Co ważne, w Twoich słowach nie może się pojawić słowa ALE!
Może mógłbyś powiedzieć np.
- „lubię w Tobie to, że jesteś dowcipny, bo zawsze potrafisz mnie rozweselić, gdy jestem smutna” i uwaga, nawet jeśli masz ochotę dodać „czasem Twój dowcip nie jest najlepszy” – nie dodawaj tego.
- „cenię w Tobie to, że jesteś spokojna, bo uspakajasz mnie, gdy się złoszczę” i tutaj znów, jeśli chciałbyś coś dodać np. „tylko denerwuje mnie, że nie chcesz ze mną próbować moich sportowych zajęć” – nie rób tego.
5. Nie wszystko trzeba razem, dbaj o przestrzeń dla siebie
Wiele par żyjąc razem wyznaje zasadę, że skoro jesteśmy w związku powinniśmy wszystko wspólnie. Niestety to zabójca związku, który powoduje, że wkrada się rutyna i znudzenie sobą. Jedność partnerska, która rozumiana jest jako robienie wszystkiego razem, nie uwzględnia w ogóle kilku rzeczy: odrębności partnera i partnerki, innego systemu wartości każdego z nich oraz inności, co do osobowości i doświadczeń z domu rodzinnego. W praktyce oznacza to tyle, że próbujemy się przekonywać do swoich racji, myśli, podejść do różnych spraw. Tak bardzo boimy się stracić drugą osobę, że nie potrafimy równoważyć odrębności i jedności np.
- Sprawia nam trudność szanowanie potrzeby samotności drugiej połówki. Tego, że czasami może chcieć pobyć sama,
- Trudno nam przyjmować, że oprócz bycia razem potrzebujemy też pobyć osobno.
- Jest dla nas trudnym fakt, że druga połowa myśli inaczej, ma inne zdanie niż nasze.
Tego typu trudności pojawiają się, ponieważ rzadko rozmawiamy o potrzebie osobistej przestrzeni. Każdy może mieć inną i dobrze jest się tego uczyć nawzajem. Dobre związki umożliwiają zarówno zajęcia wspólne, jak i odrębne.
- Ważnym jest by potrafić się kochać, ale nie robić z miłości kajdanów.
- To ważne by jeść razem kolację, ale nie trzeba jeść z tego samego talerza.
- Istotne jest by bawić się razem, ale też trzeba pozwolić sobie być samemu.
Czy macie czynności, które robicie wspólnie i takie, które robicie oddzielnie?
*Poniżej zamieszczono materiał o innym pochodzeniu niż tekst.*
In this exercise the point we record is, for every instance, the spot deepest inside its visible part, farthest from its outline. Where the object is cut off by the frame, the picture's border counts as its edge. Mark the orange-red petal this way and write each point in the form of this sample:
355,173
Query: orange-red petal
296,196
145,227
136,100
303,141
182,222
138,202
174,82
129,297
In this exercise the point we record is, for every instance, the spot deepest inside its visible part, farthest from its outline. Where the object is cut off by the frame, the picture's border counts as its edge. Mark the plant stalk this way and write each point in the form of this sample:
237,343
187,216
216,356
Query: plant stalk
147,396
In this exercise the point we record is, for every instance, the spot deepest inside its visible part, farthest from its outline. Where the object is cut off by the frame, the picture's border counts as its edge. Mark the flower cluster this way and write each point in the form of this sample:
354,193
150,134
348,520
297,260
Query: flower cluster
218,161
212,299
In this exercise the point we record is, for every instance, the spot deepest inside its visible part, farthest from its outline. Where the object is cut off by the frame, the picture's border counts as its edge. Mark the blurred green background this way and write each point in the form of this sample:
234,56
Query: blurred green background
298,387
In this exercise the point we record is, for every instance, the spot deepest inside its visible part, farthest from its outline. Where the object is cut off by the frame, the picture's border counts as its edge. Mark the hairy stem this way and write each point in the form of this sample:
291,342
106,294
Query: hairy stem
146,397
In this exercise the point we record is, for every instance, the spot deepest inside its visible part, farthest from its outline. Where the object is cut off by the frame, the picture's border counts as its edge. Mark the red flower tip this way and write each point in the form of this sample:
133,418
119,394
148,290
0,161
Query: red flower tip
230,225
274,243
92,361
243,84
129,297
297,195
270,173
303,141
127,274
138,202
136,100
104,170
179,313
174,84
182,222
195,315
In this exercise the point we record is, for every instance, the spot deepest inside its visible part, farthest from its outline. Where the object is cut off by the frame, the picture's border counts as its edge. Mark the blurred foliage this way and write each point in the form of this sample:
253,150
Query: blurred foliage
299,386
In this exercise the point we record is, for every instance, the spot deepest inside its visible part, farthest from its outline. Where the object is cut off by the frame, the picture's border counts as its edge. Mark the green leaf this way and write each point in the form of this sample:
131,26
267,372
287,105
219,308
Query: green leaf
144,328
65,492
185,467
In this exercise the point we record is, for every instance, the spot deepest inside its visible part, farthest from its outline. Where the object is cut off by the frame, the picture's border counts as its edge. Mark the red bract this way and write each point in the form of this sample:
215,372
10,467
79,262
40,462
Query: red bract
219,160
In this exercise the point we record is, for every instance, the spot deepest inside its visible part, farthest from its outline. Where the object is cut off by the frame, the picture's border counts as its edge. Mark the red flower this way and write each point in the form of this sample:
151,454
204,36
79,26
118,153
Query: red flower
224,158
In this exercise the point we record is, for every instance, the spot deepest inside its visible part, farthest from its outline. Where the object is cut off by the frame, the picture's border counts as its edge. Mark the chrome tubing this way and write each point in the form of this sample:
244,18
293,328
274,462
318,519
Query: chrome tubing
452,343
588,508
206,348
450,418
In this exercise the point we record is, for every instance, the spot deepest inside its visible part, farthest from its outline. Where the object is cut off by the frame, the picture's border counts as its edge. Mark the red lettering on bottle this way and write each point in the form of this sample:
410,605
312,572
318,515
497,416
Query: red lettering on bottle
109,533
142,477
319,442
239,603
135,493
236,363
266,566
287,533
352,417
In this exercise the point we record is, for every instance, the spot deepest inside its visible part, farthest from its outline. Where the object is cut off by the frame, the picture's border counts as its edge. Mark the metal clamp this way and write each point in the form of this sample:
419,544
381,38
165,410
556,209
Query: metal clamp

6. Mówcie sobie o tym, co jest oczywiste dla Was
W zgiełku codziennego dnia zapominamy mówić o tym, co jest oczywiste. Może jest tak, że w związku jest spokojnie i czujemy się spełnieni, może zauważamy jakąś zmianę w postawie drugiej połowy, a może są rzeczy, które cieszą nas od zawsze i w głębi serca doceniamy to, że nasza druga połowa jest właśnie taka, ale nie mówimy o tym wprost. Rozmawiając z różnymi osobami w gabinecie często mówią o tym, jak ważne są dla nich bliskie osoby, ile dobrego dla nich robią. Czasem zmagają się z poczuciem winy, że nie potrafią tego wyrazić bezpośrednio do nich. Bardzo często słyszę „wie Pani, że ja mu nigdy tego nie mówiłam”. Czasem o tym, co najważniejsze najtrudniej powiedzieć bliskiej osobie. Tego trzeba się uczyć. A czasem nie mówienie sobie o oczywistych rzeczach tłumaczymy w ten sposób:
- „przecież on już to wie”
- „ona tego nie potrzebuje”
- „to takie sztuczne”
- „mnie też nikt nie mówi takich rzeczy”
Ile życzliwości i miłości wniosłoby powiedzenie
- „jestem z Ciebie dumna”
- „przy Tobie czuję się wyjątkowy”
- „zawsze mogę na Ciebie liczyć”
- „Twoja pomoc jest dla mnie ważna, dziękuję”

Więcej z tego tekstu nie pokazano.